2. Le fonctionnement d'un cyclone
Un cyclone est une formidable machine thermodynamique qui « consomme » des milliers et des milliers de kilomètres cubes d'air. Ces mouvements d'air, extrêmement violents, génèrent des phénomènes météorologiques gigantesques qui développent une énergie considérable, équivalente à celle de plusieurs bombes atomiques par seconde !
À l'intérieur de la zone couverte par l'œil, l'air subit de puissants mouvements descendants. Cette subsidence contrarie la formation des nuages et parvient fréquemment à les faire disparaître. C'est ainsi que l'on explique le ciel relativement dégagé que l'on observe le plus souvent dans cette zone. De même, cette compression des couches d'air vers le bas provoque une hausse de la température ; de fait, les températures sont fréquemment plus élevées à l'intérieur de l'œil qu'à l'extérieur. Quand les masses d'air atteignent l'océan, elles prennent un mouvement tourbillonnaire sous l'effet de la force de Coriolis et divergent en subissant une force centrifuge qui tend à le déporter vers l'extérieur. Simultanément, l'air qui se trouve en surface, au-dessus de l'océan, à quelque distance du cyclone, est attiré vers le centre de celui-ci, c'est-à-dire vers l'œil. La pression, très basse à l'intérieur de l'œil, peut être comparée à un véritable puits qui attire l'air irrésistiblement. Celui-ci se déplace en spirales et tournoie de plus en plus rapidement au fur et à mesure qu'il se rapproche du centre. Il se heurte à la force centrifuge exercée par les mouvements descendants de l'œil. Résultat, il est brutalement rejeté en altitude. Cet air chaud, léger, très humide, provoque la formation d'énormes nuages. C'est un véritable mur de nuages orageux qui entoure alors l'œil du cyclone. La condensation de la vapeur d'eau libère alors de la chaleur latente, ce qui accroît encore le processus et constitue en quelque sorte le « carburant » du cyclone.

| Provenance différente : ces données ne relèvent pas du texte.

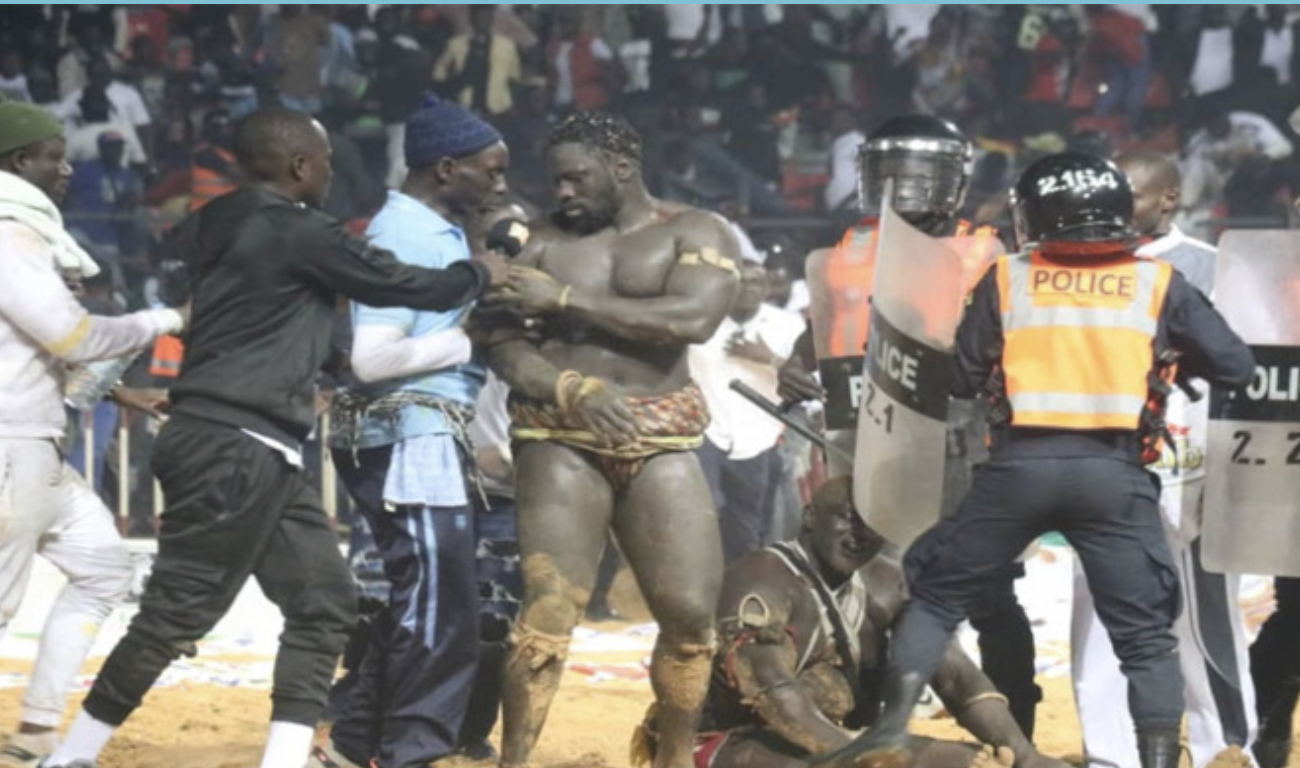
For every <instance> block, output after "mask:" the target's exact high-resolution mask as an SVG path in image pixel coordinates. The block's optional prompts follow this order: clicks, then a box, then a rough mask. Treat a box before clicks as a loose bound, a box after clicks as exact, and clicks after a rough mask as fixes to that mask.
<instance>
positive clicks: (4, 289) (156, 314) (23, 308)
mask: <svg viewBox="0 0 1300 768" xmlns="http://www.w3.org/2000/svg"><path fill="white" fill-rule="evenodd" d="M0 253H4V260H5V268H4V269H5V281H6V283H8V285H6V286H5V288H4V290H0V317H4V318H5V320H8V321H9V322H12V324H13V325H14V326H16V327H17V329H19V330H21V331H22V333H23V334H26V335H27V337H29V338H31V339H32V340H35V342H36V343H38V344H40V347H42V348H43V350H44V351H45V352H48V353H49V355H52V356H55V357H59V359H61V360H66V361H69V363H87V361H91V360H104V359H108V357H117V356H118V355H125V353H127V352H134V351H135V350H139V348H142V347H144V346H147V344H149V343H151V342H152V340H153V339H155V338H157V337H159V335H162V334H168V333H179V331H181V330H182V329H183V326H185V317H183V316H182V314H181V313H179V312H177V311H174V309H152V311H144V312H134V313H131V314H123V316H122V317H100V316H95V314H90V313H87V312H86V309H85V308H83V307H82V305H81V304H79V303H77V299H75V296H73V294H72V291H69V290H68V286H66V285H64V281H62V278H61V277H60V275H59V273H57V272H56V270H55V261H53V256H51V253H49V247H48V246H47V244H45V242H44V240H43V239H40V237H39V235H38V234H36V233H35V231H32V230H30V229H29V227H26V226H23V225H18V224H5V225H0Z"/></svg>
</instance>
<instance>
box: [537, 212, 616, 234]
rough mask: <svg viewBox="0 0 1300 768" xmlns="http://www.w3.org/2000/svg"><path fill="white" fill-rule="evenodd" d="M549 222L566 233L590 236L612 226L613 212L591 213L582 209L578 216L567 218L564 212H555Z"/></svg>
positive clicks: (612, 219) (612, 225) (552, 215)
mask: <svg viewBox="0 0 1300 768" xmlns="http://www.w3.org/2000/svg"><path fill="white" fill-rule="evenodd" d="M551 221H552V222H554V224H555V226H558V227H560V229H562V230H564V231H567V233H575V234H580V235H590V234H594V233H598V231H601V230H603V229H608V227H611V226H614V211H612V209H604V211H599V212H597V213H593V212H590V211H586V209H584V211H582V213H581V214H578V216H567V214H565V213H564V211H556V212H555V213H552V214H551Z"/></svg>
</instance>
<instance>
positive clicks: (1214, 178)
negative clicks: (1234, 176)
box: [1179, 112, 1292, 234]
mask: <svg viewBox="0 0 1300 768" xmlns="http://www.w3.org/2000/svg"><path fill="white" fill-rule="evenodd" d="M1291 152H1292V144H1291V140H1290V139H1287V138H1286V136H1284V135H1283V134H1282V131H1281V130H1279V129H1278V127H1277V126H1275V125H1273V123H1271V122H1269V120H1268V118H1266V117H1264V116H1262V114H1256V113H1253V112H1227V113H1225V112H1218V113H1216V114H1213V116H1212V117H1210V120H1209V122H1208V123H1206V125H1205V127H1203V129H1201V130H1199V131H1196V133H1195V134H1192V136H1191V139H1188V142H1187V147H1186V148H1184V149H1183V161H1182V172H1183V208H1184V217H1183V218H1182V220H1180V222H1179V224H1180V226H1184V229H1188V227H1191V229H1192V230H1193V231H1196V233H1199V234H1208V231H1206V229H1205V227H1206V220H1208V218H1209V217H1210V216H1213V208H1214V207H1216V205H1221V204H1223V203H1225V188H1226V186H1227V182H1229V179H1230V178H1231V175H1232V174H1234V173H1236V172H1238V170H1240V169H1242V168H1244V166H1247V165H1248V164H1257V162H1260V161H1278V160H1283V159H1286V157H1290V156H1291Z"/></svg>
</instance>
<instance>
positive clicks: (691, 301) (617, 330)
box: [504, 209, 740, 346]
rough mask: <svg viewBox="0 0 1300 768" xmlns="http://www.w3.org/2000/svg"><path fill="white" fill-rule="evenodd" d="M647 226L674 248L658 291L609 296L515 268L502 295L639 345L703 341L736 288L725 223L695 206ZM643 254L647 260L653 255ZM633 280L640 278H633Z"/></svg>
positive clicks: (656, 278) (730, 305)
mask: <svg viewBox="0 0 1300 768" xmlns="http://www.w3.org/2000/svg"><path fill="white" fill-rule="evenodd" d="M653 226H660V227H664V230H666V233H664V237H666V238H671V242H669V243H667V247H671V248H672V253H671V255H669V256H671V257H672V260H673V262H672V266H671V269H669V270H668V272H667V278H666V279H664V283H663V290H662V291H659V290H655V291H654V292H653V294H651V292H645V288H646V286H643V285H636V286H633V290H630V291H619V290H617V287H619V286H617V285H616V286H615V288H616V290H615V291H586V290H580V288H577V287H573V286H564V285H560V283H559V282H556V281H555V279H554V278H552V277H550V275H549V274H546V273H543V272H539V270H537V269H513V270H511V277H510V281H508V282H507V286H506V291H504V295H506V296H508V301H511V303H513V304H515V305H517V307H520V308H523V309H525V311H528V312H533V313H538V314H545V313H551V312H564V313H565V314H567V316H568V317H572V318H575V320H577V321H581V322H582V324H585V325H589V326H591V327H599V329H602V330H604V331H606V333H610V334H612V335H615V337H619V338H623V339H627V340H629V342H636V343H638V344H662V346H682V344H697V343H703V342H707V340H708V339H710V337H712V335H714V331H716V330H718V325H719V324H722V321H723V318H724V317H725V316H727V312H728V311H729V309H731V303H732V299H733V296H735V294H736V287H737V286H738V279H737V273H736V268H737V265H738V259H740V248H738V247H737V244H736V237H735V235H733V234H732V231H731V229H729V227H728V226H727V222H725V221H723V220H722V218H719V217H718V216H714V214H712V213H706V212H703V211H695V209H690V211H686V212H684V213H679V214H676V216H675V217H673V218H672V220H669V221H668V222H666V224H662V225H653ZM623 247H637V246H636V244H633V246H627V244H624V246H623ZM647 247H649V248H654V247H655V244H654V243H651V244H650V246H647ZM636 256H641V255H636ZM643 256H645V257H646V259H647V260H651V261H653V260H654V257H655V256H658V253H645V255H643ZM638 277H640V275H638ZM655 279H656V281H658V277H656V278H655ZM632 282H640V281H638V279H637V278H632ZM655 288H658V283H656V285H655ZM625 294H632V295H625Z"/></svg>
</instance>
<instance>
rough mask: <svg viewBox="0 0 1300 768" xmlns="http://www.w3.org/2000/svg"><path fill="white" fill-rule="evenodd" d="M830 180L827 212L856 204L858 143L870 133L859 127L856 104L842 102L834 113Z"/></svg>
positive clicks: (831, 127) (859, 145) (832, 126)
mask: <svg viewBox="0 0 1300 768" xmlns="http://www.w3.org/2000/svg"><path fill="white" fill-rule="evenodd" d="M831 135H832V136H835V138H833V139H832V140H831V181H829V182H827V185H826V191H823V199H824V201H826V209H827V211H828V212H837V211H841V209H844V208H846V207H849V205H853V204H854V203H855V201H857V198H858V147H861V146H862V142H866V140H867V136H866V135H865V134H863V133H862V131H861V130H858V126H857V118H855V116H854V113H853V108H852V107H849V105H846V104H841V105H840V107H836V108H835V112H832V113H831Z"/></svg>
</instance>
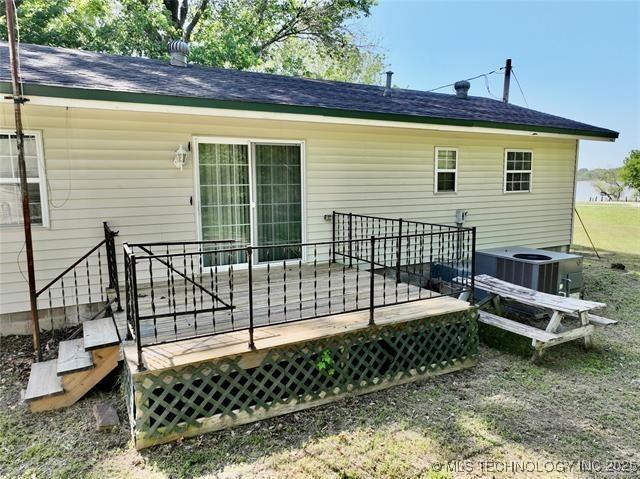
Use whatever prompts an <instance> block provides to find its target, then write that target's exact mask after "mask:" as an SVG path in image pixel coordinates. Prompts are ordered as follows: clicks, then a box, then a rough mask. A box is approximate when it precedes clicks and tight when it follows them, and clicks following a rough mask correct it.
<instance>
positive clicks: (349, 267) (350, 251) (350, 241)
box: [348, 213, 353, 268]
mask: <svg viewBox="0 0 640 479" xmlns="http://www.w3.org/2000/svg"><path fill="white" fill-rule="evenodd" d="M348 237H349V249H348V251H349V268H351V267H352V266H353V215H352V214H351V213H349V233H348Z"/></svg>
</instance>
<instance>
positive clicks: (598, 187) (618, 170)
mask: <svg viewBox="0 0 640 479" xmlns="http://www.w3.org/2000/svg"><path fill="white" fill-rule="evenodd" d="M620 170H621V168H612V169H610V170H603V169H596V170H593V172H592V174H593V178H594V180H595V181H593V185H594V186H595V187H596V188H598V190H600V194H601V195H603V196H606V197H607V198H609V199H610V200H619V199H620V195H622V192H623V191H624V184H623V183H622V182H621V181H620V179H619V178H620Z"/></svg>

Ce mécanisme explique le comportement du cyclone quand il atteint le continent. Privé brutalement de l'air chaud et humide qu'il trouvait en abondance au-dessus de l'océan, dépourvu de carburant, sa puissance diminue rapidement. Ainsi, les côtes sont toujours plus durement touchées que les régions de l'intérieur. On a vu des cyclones perdre une grande partie de leur intensité en survolant des îles et reprendre de l'activité sitôt l'océan retrouvé. À haute altitude, l'air est évacué vers l'extérieur du cyclone.